Dynamic Learning

Dynamic learning of remote MACs involves:
  • VTEP discovery—When a VNI is configured on a gateway, other VTEPs in the network would somehow have to discover the existence of the VTEP(s) this gateway is configured with.
    Note

    Note

    VTEP discovery is only supported using OSPF (Open Shortest Path First) extension. But not through receiving an encapsulated frame.
  • Remote MAC to IP—When an encapsulated frame is received from a remote VM, a VTEP needs adds an entry in its filtering database that binds the remote VM‘s MAC to the IP address of the remote VTEP
VXLAN supports standard and explicit-remotes flooding modes:
  • Explicit-remotes mode—VTEPs participating in a VNI are created statically either by the user or the controller.
  • Standard mode—OSPF and BGP are used to signal existence of other VTEPs. Traffic from unknown VTEPs is dropped and MAC to IP bindings are never learned.

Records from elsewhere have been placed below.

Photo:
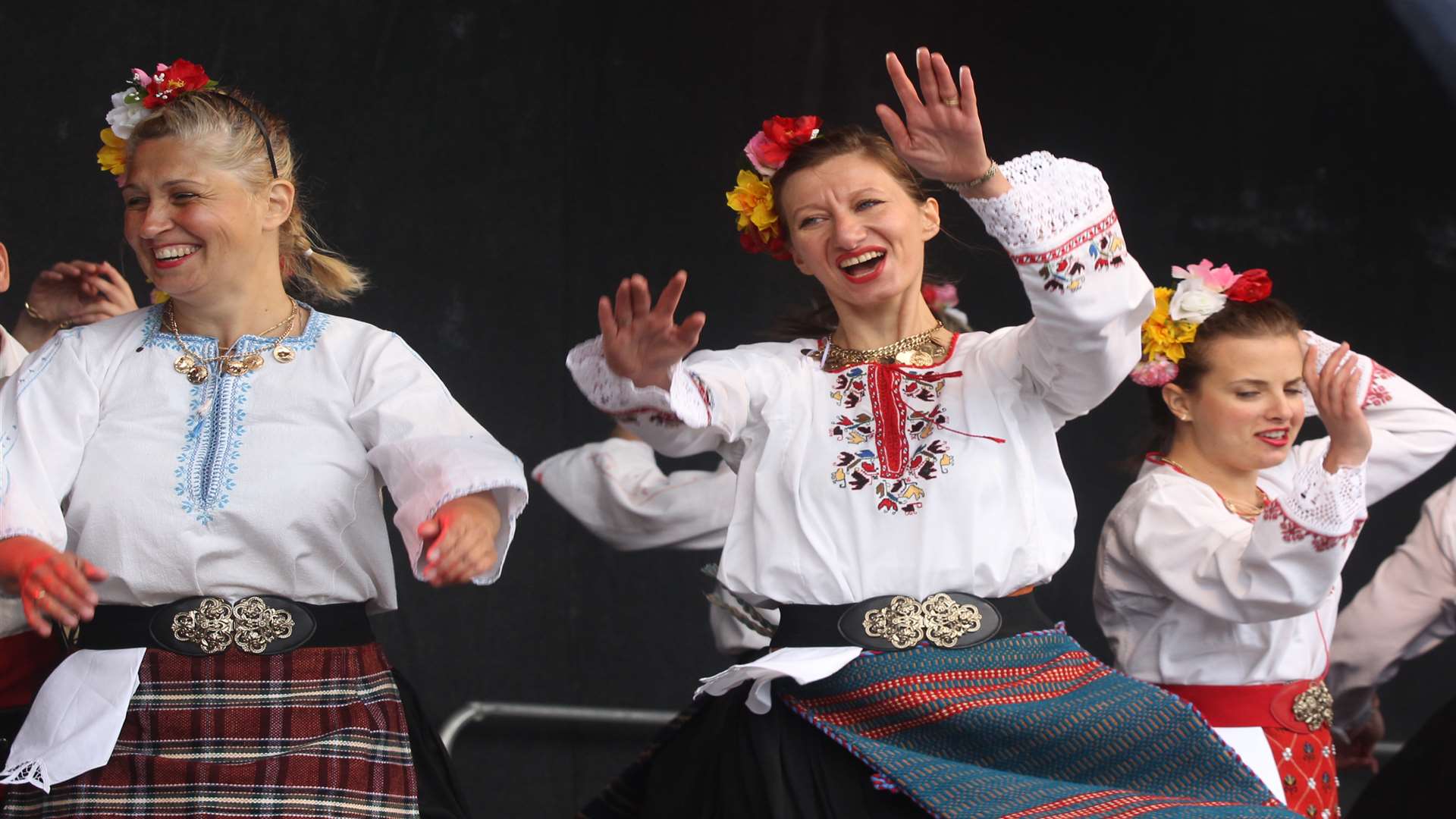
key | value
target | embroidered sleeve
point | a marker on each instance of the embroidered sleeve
(49, 410)
(705, 407)
(428, 449)
(1411, 431)
(617, 490)
(1088, 293)
(1187, 545)
(1405, 611)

Additionally the MAC-to-remote IP binding is added to the filtering database associated with the VNI‘s overlay network. The received encapsulated frame can either be addressed to the VTEP directly (in the case of known unicast) or to a multicast group that the VTEP joined.

Gateways will need to age remote VTEPs as done with MAC-to-IP bindings to ensure that the number of remote VTEPs does not remain monotonically non-decreasing over time.

A VM‘s MAC-to-IP binding may change if it has been migrated using Vmotion. As with FDB (forwarding database) learning, VTEPs need to dynamically detect these moves based on received traffic and update their filtering databases.